Brenda Brathwaite, a game designer and professor at Georgia’s Savannah College of Art & Design, says “Virtually Jenna: The Official Video Game of Jenna Jameson” is the “state of the art” in sex games. The game is the brainchild of Vancouver entrepreneur Brad Abram, president of XStream3D Multimedia Inc.
“Probably the most hard-core title comes out of Canada,” Brathwaite told a seminar Thursday at the Montreal International Game Summit.
For “Virtually Jenna,” Abram essentially took the same personalization software that allows programmers to put star athletes into sports games and used it to bring porn stars to life on the PC. His cyber-sex world is graphic, with almost nothing left to the imagination.
“That’s where it (the genre) is going, made by your fellow Canadians,” Brathwaite said after screening samples of the game.
Brathwaite, a 24-year veteran of the gaming industry and author of the book “Sex in Video Games,” is no prude.
“I probably have more porn than all the guys in this room added together,” she told her audience. “You write a book on sex, you collect this crap.”
Her argument is that sex is part of movies, literature and art, so why not video games.
“In any other medium, if they said ‘you can’t have sex,’ artists would be outraged. They would stand up and say ‘To hell with you … don’t tell me what I can do. This is my creative freedom.’ “
Brathwaite joked that if “Brokeback Mountain” went through video gaming’s rating system, “it would be two guys sitting on a bench talking about how they possibly liked each other and it would still be rated M (for Mature).”
“The M rating in video games is so much lower than the R rating in movies,” she added. “What’s acceptable in an R-rated movie is not acceptable in an M-rated game.”

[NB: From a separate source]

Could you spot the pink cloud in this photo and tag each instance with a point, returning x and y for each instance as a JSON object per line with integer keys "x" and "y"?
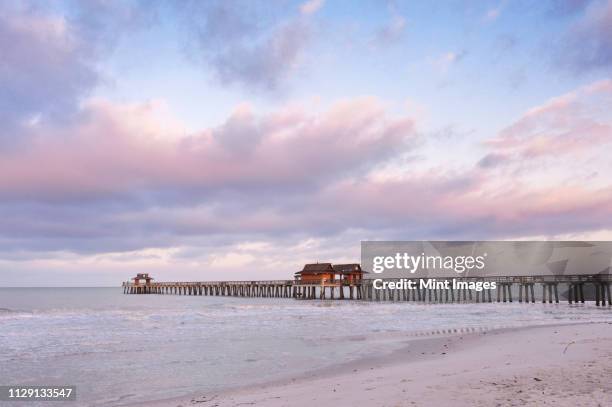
{"x": 564, "y": 125}
{"x": 117, "y": 148}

M games are rated for 17 and older. AO is Adults Only, for 18 and above, but only one per cent of video games are AO-rated.
The sex in mainstream titles, where it exists, is pretty tame, Brathwaite indicated.
“The stuff that you see in ‘GTA 3’ (‘Grand Theft Auto 3’) as far as sex goes, you see in (TV’s) ‘Happy Days,’ ” she said. “Truly. There have been ‘Happy Days’ episodes when somebody’s in a car and the car moves a little. That’s what people see in ‘GTA 3’ when you get into a car with a woman.”
But sex has often found its way into games unofficially, she said, noting that hackers have managed to inject adult material into almost all PC games. And entrepreneurs have even designed vibrators that attach to game controllers.
The next avenue for sex in games is massively multiplayer online (MMO) PC games, Brathwaite said.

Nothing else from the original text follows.